Pollok’s goal is to kill the residual cells by interfering with what is called the DNA damage response — one of the key things that makes glioblastoma such a genetically complicated and adaptable disease. Her team is looking at three different approaches — or pathways — cancer cells use to overcome damage inflicted by drugs or radiation.
“We are working with three different drug groups that cause the DNA response to turn into cell death and not cell repair,” Pollok explained. “Our big challenge is to determine what combinations work best to attack residual disease and attack the DNA damage response to increase cell death, but to do it in a well-tolerated manner to minimize toxicity.”
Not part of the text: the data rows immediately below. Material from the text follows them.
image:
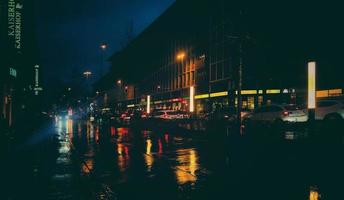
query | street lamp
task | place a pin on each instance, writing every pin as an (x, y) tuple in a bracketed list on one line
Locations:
[(180, 55), (87, 74), (103, 46), (311, 90)]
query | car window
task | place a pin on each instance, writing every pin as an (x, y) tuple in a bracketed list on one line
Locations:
[(326, 103)]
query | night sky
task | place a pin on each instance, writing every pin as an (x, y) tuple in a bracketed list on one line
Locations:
[(70, 32)]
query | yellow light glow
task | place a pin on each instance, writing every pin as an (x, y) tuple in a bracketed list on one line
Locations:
[(148, 104), (273, 91), (202, 96), (335, 92), (311, 85), (192, 95), (322, 93), (218, 94), (181, 56)]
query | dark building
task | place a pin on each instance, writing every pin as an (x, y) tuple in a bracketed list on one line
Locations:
[(201, 43), (18, 58)]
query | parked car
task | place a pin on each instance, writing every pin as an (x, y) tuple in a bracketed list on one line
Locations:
[(329, 110), (277, 114)]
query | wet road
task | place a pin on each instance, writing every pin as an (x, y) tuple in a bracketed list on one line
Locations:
[(83, 160)]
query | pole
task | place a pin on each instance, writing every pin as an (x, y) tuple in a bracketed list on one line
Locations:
[(240, 85), (311, 91)]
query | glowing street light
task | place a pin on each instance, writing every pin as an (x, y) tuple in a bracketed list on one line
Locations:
[(192, 96), (103, 46), (87, 73), (181, 56), (311, 90), (148, 104)]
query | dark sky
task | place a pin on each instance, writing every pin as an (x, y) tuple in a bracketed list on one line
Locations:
[(70, 31)]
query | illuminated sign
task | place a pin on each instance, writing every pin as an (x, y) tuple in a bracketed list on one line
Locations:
[(335, 92), (311, 85), (13, 72), (248, 91), (322, 93), (218, 94), (192, 94), (273, 91), (36, 75), (148, 104), (14, 17), (202, 96)]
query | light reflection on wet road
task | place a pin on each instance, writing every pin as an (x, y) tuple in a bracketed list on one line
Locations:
[(108, 162)]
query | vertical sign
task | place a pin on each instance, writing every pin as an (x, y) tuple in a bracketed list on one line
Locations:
[(311, 85), (148, 104), (14, 17), (192, 96)]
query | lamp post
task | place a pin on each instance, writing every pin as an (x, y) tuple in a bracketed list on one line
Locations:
[(311, 91), (103, 48)]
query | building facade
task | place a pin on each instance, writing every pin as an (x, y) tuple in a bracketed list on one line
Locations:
[(201, 44), (18, 58)]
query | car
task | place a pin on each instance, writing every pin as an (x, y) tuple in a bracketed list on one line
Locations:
[(277, 114), (329, 110)]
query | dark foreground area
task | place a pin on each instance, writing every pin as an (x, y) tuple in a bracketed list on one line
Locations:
[(68, 159)]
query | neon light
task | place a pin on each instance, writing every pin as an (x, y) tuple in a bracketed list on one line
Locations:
[(148, 104), (192, 95), (218, 94), (202, 96), (311, 85), (248, 91), (322, 93), (273, 91), (335, 92)]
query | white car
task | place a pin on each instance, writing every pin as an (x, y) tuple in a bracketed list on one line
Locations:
[(329, 110), (277, 113)]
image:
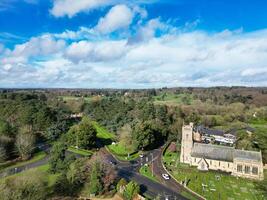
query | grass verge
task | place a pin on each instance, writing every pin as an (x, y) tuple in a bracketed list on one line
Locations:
[(82, 152), (36, 157), (146, 171)]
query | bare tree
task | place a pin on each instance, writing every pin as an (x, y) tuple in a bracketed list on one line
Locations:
[(25, 145)]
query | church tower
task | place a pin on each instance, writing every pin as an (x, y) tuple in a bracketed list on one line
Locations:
[(187, 143)]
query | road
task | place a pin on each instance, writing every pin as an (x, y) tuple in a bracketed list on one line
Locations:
[(128, 170)]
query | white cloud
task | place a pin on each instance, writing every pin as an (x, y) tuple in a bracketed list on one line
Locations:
[(95, 52), (36, 46), (195, 58), (72, 7), (119, 16)]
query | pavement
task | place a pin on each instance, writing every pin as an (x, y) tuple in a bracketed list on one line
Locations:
[(166, 189)]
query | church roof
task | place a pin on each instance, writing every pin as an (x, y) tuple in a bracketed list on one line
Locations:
[(213, 152), (223, 153), (247, 155), (204, 130)]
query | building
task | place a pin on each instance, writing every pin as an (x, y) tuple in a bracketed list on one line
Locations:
[(206, 135), (241, 163)]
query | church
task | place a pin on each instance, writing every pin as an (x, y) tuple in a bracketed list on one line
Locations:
[(241, 163)]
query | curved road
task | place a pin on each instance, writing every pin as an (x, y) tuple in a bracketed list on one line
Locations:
[(166, 190)]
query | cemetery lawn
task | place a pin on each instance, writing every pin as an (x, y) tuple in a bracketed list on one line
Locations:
[(146, 171), (121, 152), (82, 152), (218, 185), (36, 157)]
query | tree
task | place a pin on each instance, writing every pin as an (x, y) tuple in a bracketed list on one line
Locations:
[(131, 190), (2, 154), (57, 160), (148, 134), (121, 185), (83, 135), (33, 185), (96, 186), (25, 144)]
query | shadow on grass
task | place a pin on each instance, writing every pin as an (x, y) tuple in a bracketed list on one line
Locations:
[(101, 142)]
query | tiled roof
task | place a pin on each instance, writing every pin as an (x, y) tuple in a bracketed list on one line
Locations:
[(247, 155), (223, 153), (203, 130), (213, 152)]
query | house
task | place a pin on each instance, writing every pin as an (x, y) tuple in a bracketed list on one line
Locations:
[(241, 163)]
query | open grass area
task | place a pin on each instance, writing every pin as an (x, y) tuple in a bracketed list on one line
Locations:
[(102, 132), (121, 152), (146, 171), (36, 157), (217, 185), (82, 152), (44, 168), (173, 99)]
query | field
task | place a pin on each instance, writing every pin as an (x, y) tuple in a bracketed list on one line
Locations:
[(121, 152), (36, 157), (216, 185), (82, 152), (146, 171), (73, 98), (44, 168), (171, 99)]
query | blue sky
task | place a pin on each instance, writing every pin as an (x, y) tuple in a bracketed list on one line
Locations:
[(132, 44)]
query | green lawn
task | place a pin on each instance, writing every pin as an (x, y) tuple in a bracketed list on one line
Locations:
[(146, 171), (82, 152), (44, 168), (121, 152), (224, 187), (36, 157), (102, 132)]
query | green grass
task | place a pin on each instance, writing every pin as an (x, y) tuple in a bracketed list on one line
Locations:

The number of combinations available is mind-boggling. Pollok said she recently spent eight months working out the dosage for one of the combination therapies proposed for a next phase study in their mouse models of human glioblastoma. Before her research can move from mice into human clinical trials, she and her team will have screened more than 20 different combinations that have the potential to kill the glioblastoma cells. The challenge is to sort out which dose combinations kill the cancer cells but spare the normal cells in the body.
Pollok and Saadatzadeh are confident that combination therapy holds the key to stopping glioblastoma. They are confident their approach to studying the deadly cancer in mouse brains will speed the process of finding a cure. They are also realistic that glioblastoma is a challenging adversary. Patience, tenacity and optimism are required for them to succeed.
“The biggest problem with glioblastoma is there is no cure,” Pollok said. She, Saadatzadeh and their colleagues are working to change that.